Traders noted if the current cold forecasts hold, utilities will start pulling gas out of storage during the week ended Nov. 8, a week before the five-year average.
On their last day as the front-month, gas futures for November delivery on the New York Mercantile Exchange rose 15.1 cents, or 6.2%, to settle at $2.597 per million British thermal units, the highest close since Sept. 18.
“Steadily deepening cold weather forecasts in the first half of next month have traders buying into the November contract at the last minute,” Daniel Myers, market analyst at Gelber & Associates in Houston, said in a report.
The December contract, which will soon be the front-month, gained over 8 cents to settle at $2.64 per mmBtu. That puts the premium of the December contract over November at its lowest on record, according to Refinitiv data going back to 2008 when the contracts started trading.
The sharp rise in the front-month put it into technically overbought territory with a relative strength index (RSI) over 70 for the first time since mid September. It also thrust the contract over the 200-day moving average for the first time since January. That average stood as a key level of technical resistance for 191 days.
In addition, the sharp rise in the front-month pulled up later-dated futures, boosting calendar 2020 over 2021 for the first time since late September.
Over the next 6-10 days, the U.S. National Weather Service (NWS) forecast temperatures in the Lower 48 U.S. states would remain colder than normal over much of the country except for parts of the Southwest and Florida. That cold will remain over the Midwest and Northeast over the 8-14 day period even as warmer weather moves into the southern parts of the country from California to Florida.

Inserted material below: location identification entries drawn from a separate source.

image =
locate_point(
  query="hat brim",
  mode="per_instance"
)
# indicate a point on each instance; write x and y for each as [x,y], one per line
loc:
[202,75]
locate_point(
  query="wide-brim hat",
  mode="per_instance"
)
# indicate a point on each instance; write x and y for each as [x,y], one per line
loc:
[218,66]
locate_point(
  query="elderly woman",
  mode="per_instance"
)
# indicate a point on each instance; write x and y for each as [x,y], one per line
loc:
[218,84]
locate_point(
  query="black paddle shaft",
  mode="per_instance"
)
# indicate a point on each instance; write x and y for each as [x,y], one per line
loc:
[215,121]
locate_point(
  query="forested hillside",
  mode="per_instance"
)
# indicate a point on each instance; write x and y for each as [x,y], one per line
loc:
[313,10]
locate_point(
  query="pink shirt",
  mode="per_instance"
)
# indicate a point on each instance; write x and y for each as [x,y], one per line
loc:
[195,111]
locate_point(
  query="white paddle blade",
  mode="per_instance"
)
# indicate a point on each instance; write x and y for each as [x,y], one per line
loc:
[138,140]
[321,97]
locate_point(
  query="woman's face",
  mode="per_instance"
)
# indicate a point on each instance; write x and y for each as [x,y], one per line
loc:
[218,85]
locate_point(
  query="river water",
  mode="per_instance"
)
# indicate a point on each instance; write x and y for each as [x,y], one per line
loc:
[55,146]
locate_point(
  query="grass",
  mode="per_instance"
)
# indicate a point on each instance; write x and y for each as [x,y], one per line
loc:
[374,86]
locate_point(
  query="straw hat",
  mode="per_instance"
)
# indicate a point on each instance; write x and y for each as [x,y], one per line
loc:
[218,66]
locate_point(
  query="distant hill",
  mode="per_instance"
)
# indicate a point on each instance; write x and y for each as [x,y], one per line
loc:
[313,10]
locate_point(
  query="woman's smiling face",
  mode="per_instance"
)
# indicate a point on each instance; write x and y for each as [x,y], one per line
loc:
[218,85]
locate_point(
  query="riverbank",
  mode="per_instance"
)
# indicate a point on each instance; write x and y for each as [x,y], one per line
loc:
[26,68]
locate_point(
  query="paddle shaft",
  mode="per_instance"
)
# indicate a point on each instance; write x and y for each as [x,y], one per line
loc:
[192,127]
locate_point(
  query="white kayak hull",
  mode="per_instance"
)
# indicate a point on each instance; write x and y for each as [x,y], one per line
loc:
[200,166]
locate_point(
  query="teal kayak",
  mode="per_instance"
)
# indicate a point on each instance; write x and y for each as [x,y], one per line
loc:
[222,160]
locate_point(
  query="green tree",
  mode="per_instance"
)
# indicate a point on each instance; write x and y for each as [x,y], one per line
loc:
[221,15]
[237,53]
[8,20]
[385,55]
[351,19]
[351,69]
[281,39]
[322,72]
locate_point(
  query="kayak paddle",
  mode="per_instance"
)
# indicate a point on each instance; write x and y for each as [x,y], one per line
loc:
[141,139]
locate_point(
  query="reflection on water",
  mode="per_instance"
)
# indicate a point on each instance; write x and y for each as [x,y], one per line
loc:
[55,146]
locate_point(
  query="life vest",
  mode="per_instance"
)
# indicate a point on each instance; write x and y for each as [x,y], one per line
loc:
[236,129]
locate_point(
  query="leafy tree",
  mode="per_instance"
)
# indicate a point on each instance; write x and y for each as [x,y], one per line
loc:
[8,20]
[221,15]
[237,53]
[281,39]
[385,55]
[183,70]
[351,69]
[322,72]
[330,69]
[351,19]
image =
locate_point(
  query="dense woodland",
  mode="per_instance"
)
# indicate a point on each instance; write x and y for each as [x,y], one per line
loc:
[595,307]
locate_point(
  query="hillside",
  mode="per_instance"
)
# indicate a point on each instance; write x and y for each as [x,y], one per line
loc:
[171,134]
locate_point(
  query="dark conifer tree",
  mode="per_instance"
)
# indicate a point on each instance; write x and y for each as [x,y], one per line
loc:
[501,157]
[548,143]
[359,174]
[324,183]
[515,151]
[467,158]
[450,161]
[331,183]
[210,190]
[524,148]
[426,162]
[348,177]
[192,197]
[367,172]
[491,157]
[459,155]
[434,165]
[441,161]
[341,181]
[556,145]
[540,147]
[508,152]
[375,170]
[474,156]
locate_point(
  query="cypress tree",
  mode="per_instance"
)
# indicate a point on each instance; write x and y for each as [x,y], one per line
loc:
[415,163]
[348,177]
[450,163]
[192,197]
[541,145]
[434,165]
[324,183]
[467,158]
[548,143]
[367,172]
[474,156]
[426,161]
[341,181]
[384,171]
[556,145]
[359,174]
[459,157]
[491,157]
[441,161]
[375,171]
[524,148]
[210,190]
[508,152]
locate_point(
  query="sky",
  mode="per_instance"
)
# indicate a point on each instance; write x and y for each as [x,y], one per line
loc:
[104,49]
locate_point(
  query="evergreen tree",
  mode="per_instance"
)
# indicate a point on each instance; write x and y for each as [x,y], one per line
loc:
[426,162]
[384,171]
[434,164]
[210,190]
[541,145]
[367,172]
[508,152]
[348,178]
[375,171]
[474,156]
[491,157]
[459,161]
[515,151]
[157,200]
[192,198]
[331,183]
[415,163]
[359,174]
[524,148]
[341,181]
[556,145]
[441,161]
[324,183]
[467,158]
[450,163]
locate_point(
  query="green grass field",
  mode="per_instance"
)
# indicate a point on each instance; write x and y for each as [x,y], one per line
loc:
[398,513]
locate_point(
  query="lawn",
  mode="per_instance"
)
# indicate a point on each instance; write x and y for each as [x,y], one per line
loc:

Refinitiv projected that average gas demand in the Lower 48 states, including exports, would rise from 94.4 billion cubic feet per day (bcfd) this week to 102.8 bcfd next week. That compares with Refinitiv’s earlier forecasts on Monday of 93.7 bcfd for this week and 103.8 bcfd for next week.
Gas flows to liquefied natural gas (LNG) export plants held at 7.3 bcfd on Monday, the same as Sunday, according to Refinitiv data. That compares with an average of 6.9 bcfd last week and an all-time daily high of 7.5 bcfd on Oct. 26.
Pipeline flows to Mexico edged up to 5.2 bcfd on Monday from 5.0 bcfd on Sunday, according to Refinitiv data. That compares with an average of 5.3 bcfd last week and an all-time daily high of 6.1 bcfd on Sept. 18.
Analysts said utilities likely added a bigger-than-usual 88 billion cubic feet (bcf) of gas to storage during the week ended Oct. 25. That compares with an injection of 49 bcf during the same week last year and a five-year (2014-18) average build of 65 bcf for the period.
If correct, that increase would boost stockpiles to 3.694 trillion cubic feet (tcf), 1.4% above the five-year average of 3.643 tcf for this time of year.
The amount of gas in inventory was as much as 33% below the five-year average in March 2019. But with production at record highs, analysts said stockpiles should end the summer injection season above normal levels at almost 3.8 tcf on Oct. 31.
Gas production in the Lower 48 states rose to a record 94.9 bcfd on Monday from 94.6 bcfd on Sunday, according to Refinitiv data. That compares with an average of 94.3 bcfd last week.